ワインに一家言もつトーキョーの料理店に、オレンジワインとピッタリのお料理を提案していただきました。オレンチの料理とオレンジワインを合わせるなら、このペアリングだ! その前編。

ぜひ飲みたい! ココのオレンジワイン 1

レストラン&ティールーム

ドローイング ハウス・オブ・ヒビヤ

オノリオ・ルビオ/マセラード
8,400円
スペイン、リオハの造り手。ヴィウラ種の可能性に着目し、スキンコンタクトやシェリーの熟成に用いられるソレラシステムを導入するなど、個性的な手法でワイン造りを行う。

ホタルイカと柑橘 淡路玉ねぎのムース オマール海老のジュレ 1,200円

ホタルイカはオレンジワイン

昨年3月、「東京ミッドタウン日比谷」誕生とともに施設内にオープンした「ドローイング ハウス・オブ・ヒビヤ」。フランス料理に軸を置きつつ日本の食材にこだわり、“ニッポンのテロワール”に焦点を当てるユニークな発想の店だ。シーズンごと、3カ月のタームでいくつかの県にフィーチャーし、その地の素材を中心にメニューを構成する。すでにブランド力を確立した有名産地だけでなく、各地の魅力を掘り起こして発信したいという思いゆえのスタイルである。

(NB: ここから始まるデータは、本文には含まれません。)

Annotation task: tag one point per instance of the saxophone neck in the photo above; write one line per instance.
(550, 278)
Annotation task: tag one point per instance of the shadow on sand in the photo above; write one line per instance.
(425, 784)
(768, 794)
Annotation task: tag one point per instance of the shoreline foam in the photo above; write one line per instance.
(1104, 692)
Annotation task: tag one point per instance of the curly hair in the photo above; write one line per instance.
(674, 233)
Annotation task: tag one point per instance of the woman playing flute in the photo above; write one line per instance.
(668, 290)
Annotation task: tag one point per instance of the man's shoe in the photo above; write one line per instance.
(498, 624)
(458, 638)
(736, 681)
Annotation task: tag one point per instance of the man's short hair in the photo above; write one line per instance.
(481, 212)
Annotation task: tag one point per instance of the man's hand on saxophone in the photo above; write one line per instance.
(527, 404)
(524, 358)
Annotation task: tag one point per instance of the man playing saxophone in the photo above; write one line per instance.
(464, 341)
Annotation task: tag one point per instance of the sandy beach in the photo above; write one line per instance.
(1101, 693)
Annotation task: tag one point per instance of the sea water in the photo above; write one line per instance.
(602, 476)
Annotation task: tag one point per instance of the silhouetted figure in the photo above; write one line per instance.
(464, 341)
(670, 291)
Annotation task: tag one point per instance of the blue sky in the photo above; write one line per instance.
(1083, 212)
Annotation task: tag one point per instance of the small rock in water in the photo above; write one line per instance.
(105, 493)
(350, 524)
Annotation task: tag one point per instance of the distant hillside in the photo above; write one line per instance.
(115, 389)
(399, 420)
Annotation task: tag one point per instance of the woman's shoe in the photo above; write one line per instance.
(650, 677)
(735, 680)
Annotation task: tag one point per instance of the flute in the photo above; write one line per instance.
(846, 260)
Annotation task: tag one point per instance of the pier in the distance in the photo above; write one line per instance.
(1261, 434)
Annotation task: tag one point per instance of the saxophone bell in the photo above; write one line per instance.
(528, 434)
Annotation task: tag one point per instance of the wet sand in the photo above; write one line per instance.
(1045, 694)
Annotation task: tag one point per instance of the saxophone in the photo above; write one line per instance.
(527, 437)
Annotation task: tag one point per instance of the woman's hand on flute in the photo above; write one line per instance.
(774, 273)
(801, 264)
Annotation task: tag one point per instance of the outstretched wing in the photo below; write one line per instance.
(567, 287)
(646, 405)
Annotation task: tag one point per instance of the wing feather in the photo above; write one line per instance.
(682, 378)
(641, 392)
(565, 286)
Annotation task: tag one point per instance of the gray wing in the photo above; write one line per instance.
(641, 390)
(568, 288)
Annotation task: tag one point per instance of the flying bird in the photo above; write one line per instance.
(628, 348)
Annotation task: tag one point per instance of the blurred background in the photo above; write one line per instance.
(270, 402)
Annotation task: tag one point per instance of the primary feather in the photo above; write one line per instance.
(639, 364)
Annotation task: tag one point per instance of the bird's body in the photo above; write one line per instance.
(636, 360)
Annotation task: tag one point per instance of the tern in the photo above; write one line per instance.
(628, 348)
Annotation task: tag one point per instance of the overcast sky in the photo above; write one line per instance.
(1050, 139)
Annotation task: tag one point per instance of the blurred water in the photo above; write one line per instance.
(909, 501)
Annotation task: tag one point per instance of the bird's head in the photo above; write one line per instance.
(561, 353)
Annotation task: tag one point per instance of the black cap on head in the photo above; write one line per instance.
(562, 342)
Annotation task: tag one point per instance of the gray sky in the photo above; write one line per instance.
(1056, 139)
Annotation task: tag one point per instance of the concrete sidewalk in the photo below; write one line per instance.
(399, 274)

WINE-WHAT!?読者のためにワインを選んでくれたのは、ソムリエでスクール講師も務める岩崎麗さん。

「まず体験してみるなら、個性が強すぎず、手ごろな価格であることもポイントだと思います。これはスタッフみんなでテイスティングしてみて、オレンジワインに慣れていないスタッフでも美味しいと言ったので採用した1本です」

通常は、ロゼや軽やかな赤と同様の感覚でオレンジワインを提案するという岩崎さん。「オノリオ・ルビオ/マセラード」は、はっさくや甘夏など、甘さ頼りではない柑橘の香りにクリアで伸びかな酸、きめの細かいタンニンと心地よいビターさを持つ。

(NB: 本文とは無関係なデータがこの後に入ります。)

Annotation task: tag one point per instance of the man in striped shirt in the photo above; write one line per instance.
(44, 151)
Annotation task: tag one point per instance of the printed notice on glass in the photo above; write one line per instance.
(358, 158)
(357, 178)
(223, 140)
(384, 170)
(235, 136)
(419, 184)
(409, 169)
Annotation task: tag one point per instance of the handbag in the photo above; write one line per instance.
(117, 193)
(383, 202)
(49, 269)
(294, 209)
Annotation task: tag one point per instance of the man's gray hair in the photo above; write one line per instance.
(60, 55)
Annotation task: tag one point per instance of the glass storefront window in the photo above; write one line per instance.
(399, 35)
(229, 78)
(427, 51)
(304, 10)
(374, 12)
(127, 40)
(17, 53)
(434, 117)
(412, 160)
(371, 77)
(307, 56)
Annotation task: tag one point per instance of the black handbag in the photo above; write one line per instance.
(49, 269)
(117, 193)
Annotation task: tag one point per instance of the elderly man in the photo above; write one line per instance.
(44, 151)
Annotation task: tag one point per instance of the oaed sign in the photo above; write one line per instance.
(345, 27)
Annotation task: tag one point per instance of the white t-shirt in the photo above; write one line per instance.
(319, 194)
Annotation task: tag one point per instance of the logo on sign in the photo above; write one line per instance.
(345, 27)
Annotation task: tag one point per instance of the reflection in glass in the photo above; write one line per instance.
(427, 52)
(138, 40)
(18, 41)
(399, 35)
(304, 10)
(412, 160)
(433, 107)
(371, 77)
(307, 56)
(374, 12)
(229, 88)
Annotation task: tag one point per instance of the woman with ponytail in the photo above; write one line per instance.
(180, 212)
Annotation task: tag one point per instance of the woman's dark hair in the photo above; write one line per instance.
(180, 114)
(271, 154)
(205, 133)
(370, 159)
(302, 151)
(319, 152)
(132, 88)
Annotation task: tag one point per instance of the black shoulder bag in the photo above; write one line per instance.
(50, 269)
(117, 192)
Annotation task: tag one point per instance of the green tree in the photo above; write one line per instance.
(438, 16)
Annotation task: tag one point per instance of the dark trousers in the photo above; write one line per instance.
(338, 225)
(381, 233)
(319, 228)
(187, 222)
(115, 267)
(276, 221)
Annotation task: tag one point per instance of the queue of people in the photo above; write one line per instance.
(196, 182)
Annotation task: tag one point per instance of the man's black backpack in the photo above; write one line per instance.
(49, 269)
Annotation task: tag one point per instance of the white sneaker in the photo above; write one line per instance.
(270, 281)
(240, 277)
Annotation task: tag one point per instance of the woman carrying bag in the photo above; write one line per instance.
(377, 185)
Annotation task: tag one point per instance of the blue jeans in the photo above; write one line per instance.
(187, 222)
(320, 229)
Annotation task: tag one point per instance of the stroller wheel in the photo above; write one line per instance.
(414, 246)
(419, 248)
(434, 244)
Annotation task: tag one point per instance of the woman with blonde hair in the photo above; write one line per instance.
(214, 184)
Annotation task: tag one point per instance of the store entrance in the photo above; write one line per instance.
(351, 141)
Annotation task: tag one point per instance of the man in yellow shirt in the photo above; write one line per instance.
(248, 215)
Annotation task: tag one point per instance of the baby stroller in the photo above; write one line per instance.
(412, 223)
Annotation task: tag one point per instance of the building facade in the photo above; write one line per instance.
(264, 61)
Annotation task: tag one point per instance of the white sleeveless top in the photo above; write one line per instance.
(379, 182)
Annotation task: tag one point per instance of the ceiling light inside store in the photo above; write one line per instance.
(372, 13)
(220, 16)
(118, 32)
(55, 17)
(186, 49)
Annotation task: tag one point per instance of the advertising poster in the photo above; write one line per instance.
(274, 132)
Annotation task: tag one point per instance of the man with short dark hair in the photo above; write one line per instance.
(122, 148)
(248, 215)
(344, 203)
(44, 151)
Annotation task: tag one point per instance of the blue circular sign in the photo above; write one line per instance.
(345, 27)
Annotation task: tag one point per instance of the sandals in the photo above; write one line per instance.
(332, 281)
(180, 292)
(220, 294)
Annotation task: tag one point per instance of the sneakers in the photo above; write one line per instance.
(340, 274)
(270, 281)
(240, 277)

そして、愛媛と宮崎県食材を中心とする5月末までのメニューの中から合わせたのが、「ホタルイカと柑橘 淡路玉ねぎのムースオマール海老のジュレ」。玉ねぎの甘味を生かしたムースに、甲殻類の風味を添え、柑橘と菜の花のほろ苦さ、プリッとした食感のホタルイカにトビコのプチプチ感。まさに、日本の豊かな食材をフレンチ手法で表現した一皿だ。

「果皮を漬け込むことで、白品種とはいえタンニンの奥行きがある。だから、油脂のボリュームやコク、旨味がある料理がより合います。ホタルイカは、ワタに独特の風味があるので、すっきりした白では受け止めきれないけれど、オレンジワインなら間違いありません!」

ペアリングの幅を広げてくれる救世主

さらに、同店でオレンジワインが欠かせない理由には、大型商業施設内という立地も関係しているようだ。もちろんコース料理やグラスでのペアリングプランも用意しているが、ランチやショッピングの合間の休憩、接待など、お客の利用目的があまりにも多岐にわたる。当然、必ずしもピンポイントのマリアージュを求めているとは限らない。

「自由にお店を使ってほしいから、お料理はアラカルトも多数ご用意しています。パスタやお肉料理の後に、冷製の前菜をオーダーするお客様もいらっしゃいます。一度赤ワインにシフトすると次の流れが難しくなりがちですが、オレンジワインならそこを上手くつないでくれるんですよ」

料理もワインも「軽→重」の展開が一般的。とはいえ、唐揚げにフライドポテト、その後やっぱり枝豆かな……など、縦横無尽にボリュームを行き来したがりな日本人なら特に、セオリーありきではないグレーゾーンをさりげない主張でフォローしてくれる存在がありがたい。

「一部の超個性的なアイテムがまっさきに脚光を浴びた経緯があるので、オレンジワインって何だか独特なカテゴリーと捉えてしまった方も多いと思います。でも、味わいの要素が多彩で様々な食材の風味を器用に受け止めてくれるのに、重くない。ペアリングの幅をより自由に、広げてくれる救世主なんですよ」

と岩崎さんは締めくくった。白とも赤とも違うこのポジションが、食べたいものを食べたい順でオーダーしたいという気分優先のシーンには、何とも心地よいのである。

ソムリエの岩崎麗さん(右)と副料理長、島田晴夫さん

ドローイング ハウス・オブ・ヒビヤ
東京都千代田区有楽町1-1-2
東京ミッドタウン日比谷6F
tel.03-3519-3700
営業時間 
ランチ 11:00 ~ 14:30(L.O.)
ティー・タイム 14:30~17:30
ディナー 17:30~23:00(フード22:00 L.O.、ドリンク 22:30 L.O.)
休日 東京ミッドタウン日比谷に準ずる。